TACOMA –– Responding to wild-fish advocates, a federal court has ordered federal authorities to revise plans to restore Elwha River fish runs, ruling the government did not fully study how many hatchery fish should be used to bring salmon back to the recently undammed river.
Judge Benjamin Settle ruled last week in U.S. District Court in Tacoma that federal agencies did not adequately consider the effects a large-scale release of hatchery-reared salmon and steelhead would have on wild-fish populations.
The government’s plan, he said, set “arbitrary” numbers of how many hatchery fish would be released that “may not be based on consideration of the impacts on the endangered species or the wild runs.”
The Elwha River once produced 400,000 spawning fish, a number that declined to fewer than 3,000 after the Elwha and Glines Canyon dams were built without fish passage structures in the early 20th century.
As part of the largest dam-removal project in U.S. history, federal and tribal agencies developed a plan to restore the fish runs and built a $16.4 million hatchery west of Port Angeles.
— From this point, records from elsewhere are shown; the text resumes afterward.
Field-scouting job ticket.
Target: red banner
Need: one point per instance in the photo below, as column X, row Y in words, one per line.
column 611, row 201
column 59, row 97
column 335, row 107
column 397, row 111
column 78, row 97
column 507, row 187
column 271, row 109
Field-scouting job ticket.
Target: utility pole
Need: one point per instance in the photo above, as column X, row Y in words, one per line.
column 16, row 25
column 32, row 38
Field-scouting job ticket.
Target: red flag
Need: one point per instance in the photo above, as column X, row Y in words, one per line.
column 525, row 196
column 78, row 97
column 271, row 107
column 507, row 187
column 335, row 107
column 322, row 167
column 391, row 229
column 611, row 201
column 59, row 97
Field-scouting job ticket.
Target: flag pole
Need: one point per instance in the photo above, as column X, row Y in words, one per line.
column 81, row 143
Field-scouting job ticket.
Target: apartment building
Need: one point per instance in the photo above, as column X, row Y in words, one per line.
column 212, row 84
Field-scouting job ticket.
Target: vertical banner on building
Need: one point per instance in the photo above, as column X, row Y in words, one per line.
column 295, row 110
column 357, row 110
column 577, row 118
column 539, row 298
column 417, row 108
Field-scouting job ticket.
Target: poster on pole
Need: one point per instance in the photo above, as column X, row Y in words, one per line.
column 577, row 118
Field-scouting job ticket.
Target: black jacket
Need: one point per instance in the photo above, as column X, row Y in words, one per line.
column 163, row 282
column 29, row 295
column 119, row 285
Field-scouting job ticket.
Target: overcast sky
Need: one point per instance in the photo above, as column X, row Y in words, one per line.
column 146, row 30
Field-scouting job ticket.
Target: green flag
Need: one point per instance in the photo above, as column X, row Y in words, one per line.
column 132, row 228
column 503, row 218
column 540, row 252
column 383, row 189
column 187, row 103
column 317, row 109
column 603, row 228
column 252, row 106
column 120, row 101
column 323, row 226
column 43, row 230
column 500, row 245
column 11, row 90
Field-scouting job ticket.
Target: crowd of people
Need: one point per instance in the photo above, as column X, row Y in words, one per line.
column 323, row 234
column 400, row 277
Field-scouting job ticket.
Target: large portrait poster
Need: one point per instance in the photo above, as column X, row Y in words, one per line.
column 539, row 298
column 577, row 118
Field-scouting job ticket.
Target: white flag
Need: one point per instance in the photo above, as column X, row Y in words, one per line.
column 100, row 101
Conservation groups Wild Fish Conservancy, Conservation Angler, Federation of Fly Fishers Steelhead Committee and Wild Steelhead Coalition asked the court for an injunction to stop the release of hatchery fish.
The suit was filed against the federal National Park Service, Department of Commerce, Department of the Interior, the National Oceanic and Atmospheric Administration’s Fisheries Service and the U.S. Fish and Wildlife Service.
The four groups initially filed suit in February 2012 to stop tribal, state and federal wildlife officials from planting fish reared in the hatchery.
Hatchery fish are used to supplement wild species that eventually will recolonize 70 miles of habitat upstream.
The wild-fish advocates claimed that the fish runs can be rehabilitated without removing native fish and by planting “a much smaller” number of fish than is laid out in the plan.
“This NEPA [National Environmental Policy Act] process did not rationally consider the checkered history of hatcheries versus the 10,000-year-old history of wild-fish success,” said Kurt Beardlee, executive director of the Wild Fish Conservancy.
Federal and tribal agencies did not return phone calls for comment.
Settle agreed with the conservation groups’ claim that the federal agencies did not properly consider the impact of a reduced planting of hatchery fish.
The federal hatchery program calls for the release of 7.5 million fish into the river each year.
More hatchery-reared fish would return to the hatchery as broodstock than wild fish under the government’s plan, which would release 175,000 hatchery steelhead and 425,000 hatchery coho, Settle ruled.
As the plan was written, 90 percent of steelhead and 82 percent of coho returning to the hatchery would have been born in the hatchery instead of being wild species.
He also noted that the federal biological opinion on the plan’s effect said it would only return enough chinook to sustain the hatchery program and would not have been able to accomplish the government’s goal of restoring the chinook population in 20 to 30 years.
The conservation groups proposed a reduced release of 50,000 steelhead smolt and 50,000 coho smolt.
Settle ordered the two groups to work together to determine how many hatchery fish should be sustainably introduced without damaging wild species before the spring fish runs begin.
He also ordered them to develop a plan for the fall run.